Les complications liées à ce geste étaient recherchées immédiatement après la biopsie, lors du retour du patient à son domicile par une surveillance qui était continuée durant les 72heures suivant la BP et lors du retour du patient au service d'urologie pour les résultats des examens d'anatomie pathologique.


Les patients étaient interrogés à l'introduction de la sonde d'échographie pour préciser le degré de la douleur sur une EVA de 10 points (EVA 1), pendant la biopsie (EVA 2) et 20minutes après (EVA 3) (le score moyen de la douleur ainsi que le pourcentage de patients ayant eu un score de douleur inférieure à 5 étaient comparés entre les deux groupes).
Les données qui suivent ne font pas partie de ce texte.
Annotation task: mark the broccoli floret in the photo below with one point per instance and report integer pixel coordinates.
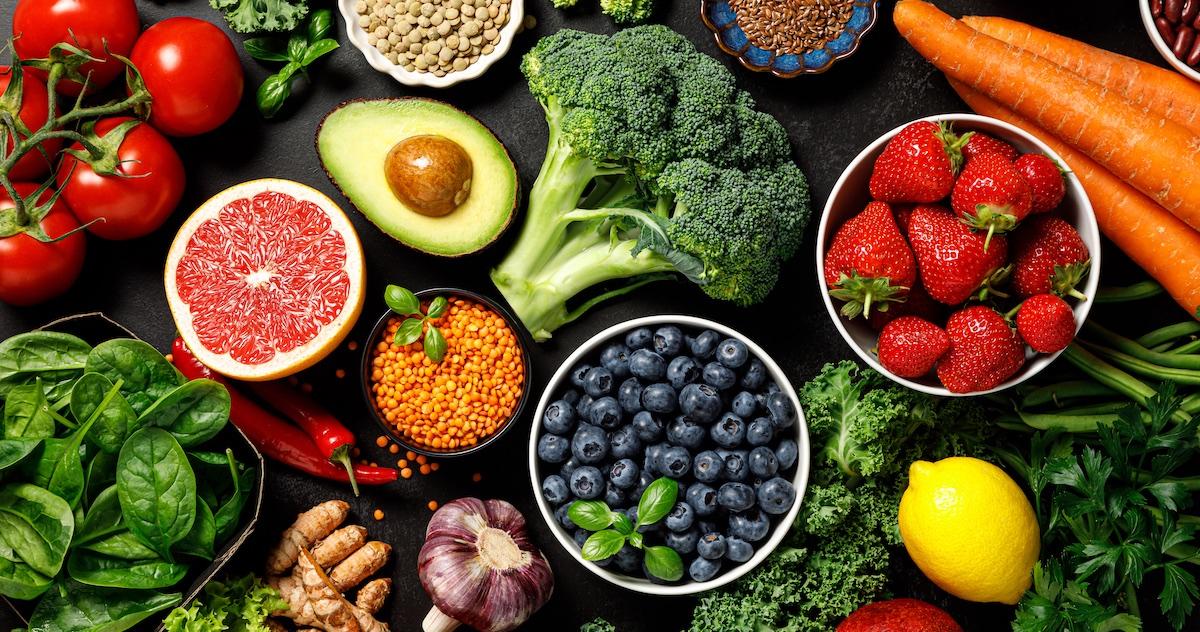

Après la biopsie, on posait aux patients la question suivante : feriez-vous des BP dans les mêmes conditions d'anesthésie dans un mois ? (Oui : méthode efficace ; non : méthode inefficace).
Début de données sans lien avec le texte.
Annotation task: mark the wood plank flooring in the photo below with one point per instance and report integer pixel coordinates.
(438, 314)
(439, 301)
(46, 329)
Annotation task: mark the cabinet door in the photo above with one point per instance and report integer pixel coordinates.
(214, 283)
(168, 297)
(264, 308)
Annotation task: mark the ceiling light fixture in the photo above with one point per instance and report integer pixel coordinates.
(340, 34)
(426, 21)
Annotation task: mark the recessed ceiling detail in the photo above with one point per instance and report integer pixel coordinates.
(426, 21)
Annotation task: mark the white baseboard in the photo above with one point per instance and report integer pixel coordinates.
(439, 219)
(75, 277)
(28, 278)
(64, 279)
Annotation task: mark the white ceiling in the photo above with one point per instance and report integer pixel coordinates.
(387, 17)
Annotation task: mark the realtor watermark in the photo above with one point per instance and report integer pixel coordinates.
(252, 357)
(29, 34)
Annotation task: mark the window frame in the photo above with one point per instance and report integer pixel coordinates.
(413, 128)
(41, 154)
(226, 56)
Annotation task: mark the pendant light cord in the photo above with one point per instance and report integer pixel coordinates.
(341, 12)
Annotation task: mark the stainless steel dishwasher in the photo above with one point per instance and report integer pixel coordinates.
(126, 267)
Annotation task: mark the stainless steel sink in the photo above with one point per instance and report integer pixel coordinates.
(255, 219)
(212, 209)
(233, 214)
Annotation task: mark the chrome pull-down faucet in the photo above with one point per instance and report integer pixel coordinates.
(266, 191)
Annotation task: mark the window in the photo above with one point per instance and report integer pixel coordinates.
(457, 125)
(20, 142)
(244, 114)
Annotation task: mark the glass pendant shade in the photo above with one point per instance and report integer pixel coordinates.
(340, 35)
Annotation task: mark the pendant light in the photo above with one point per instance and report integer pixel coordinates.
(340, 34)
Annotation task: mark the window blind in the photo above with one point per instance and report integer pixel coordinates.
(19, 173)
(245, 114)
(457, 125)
La saisie et l'analyse statistique ont été réalisées au laboratoire d'épidémiologie. Elles ont fait appel à trois méthodes d'analyse statistique : analyse univariée (en utilisant des pourcentages, des moyennes et des écarts-types), analyse bivariée (au cours de laquelle nous avons utilisé des tests statistiques notamment le Chi2 de Pearson, le test de Student et dans certains cas le test exact de Fisher) et une analyse multivariée au cours de laquelle trois modèles de régression linéaire multiple ont été utilisés. Le logiciel utilisé est le SPSS version 10. Le seuil de signification a été fixé à 5 %.


Résultats


L'âge moyen de nos patients, le taux moyen de PSA total (tPSA) et le volume prostatique moyen à l'échographie sont rapportés dans le Tableau 1.
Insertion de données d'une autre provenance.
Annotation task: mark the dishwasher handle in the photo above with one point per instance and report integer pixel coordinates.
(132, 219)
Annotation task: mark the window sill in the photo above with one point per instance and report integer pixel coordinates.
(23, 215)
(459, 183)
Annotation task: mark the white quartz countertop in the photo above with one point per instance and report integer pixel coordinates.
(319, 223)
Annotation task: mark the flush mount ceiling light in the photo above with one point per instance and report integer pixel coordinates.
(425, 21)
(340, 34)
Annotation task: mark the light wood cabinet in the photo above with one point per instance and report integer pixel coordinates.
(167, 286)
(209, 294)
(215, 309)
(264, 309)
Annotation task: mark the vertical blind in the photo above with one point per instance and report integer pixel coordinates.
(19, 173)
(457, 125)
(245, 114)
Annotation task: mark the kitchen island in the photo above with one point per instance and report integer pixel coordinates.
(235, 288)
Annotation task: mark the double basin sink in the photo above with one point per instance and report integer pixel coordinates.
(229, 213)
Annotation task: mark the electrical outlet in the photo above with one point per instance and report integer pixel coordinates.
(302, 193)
Le nombre moyen de biopsies effectuées a été de 11,20±3,08 dans le groupe 1 et de 12,26±0,69 dans le groupe 2 sans différences statistiquement significatives (p : 0,074). Le score moyen de la douleur a été 2,9±1,53 et 2,5±1,35 respectivement pour le groupe 1 et le groupe 2 sur l'EVA sans différences significatives (p : 0,290). Cependant ce score a été significativement plus bas dans le groupe 2 pour l'EVA 2 (2,5±2,25 versus 5,86±1,9, p <0,001) et l'EVA 3 (1±1,43 versus 2,32±1,65, p : 0,002) (Tableau 2).


Le nombre de patients ayant eu un score de douleur inférieur à 5 sur l'EVA 1 a été de 26 patients soit 86,7 % dans le groupe 1 contre 28 patients soit 93,3 % dans le groupe 2 sans différence statistique significative (p : 0,671). Pour l'EVA 2, ce nombre a été significativement plus élevé dans le groupe 2 (24 patients soit 80 % des patients du groupe 2 versus 9 patients du groupe 1 soit 30 %, p <0,001). Parmi les 28 patients du groupe 1 chez qui nous avons pu faire des biopsies prostatiques, 25 (89,3 %) ont eu un score de douleur à 5 sur l'EVA 3 contre 28 (93,3 %) parmi les 30 patients du groupe 2 sans différences significative entre les deux groupes (p : 0,665) (Figure 1).


Figure 1
Figure 1. 

Comparaison du pourcentage de patients ayant eu un score de douleur inférieur à 5 sur les différentes échelle visuelle analogique (EVA) entre les deux groupes.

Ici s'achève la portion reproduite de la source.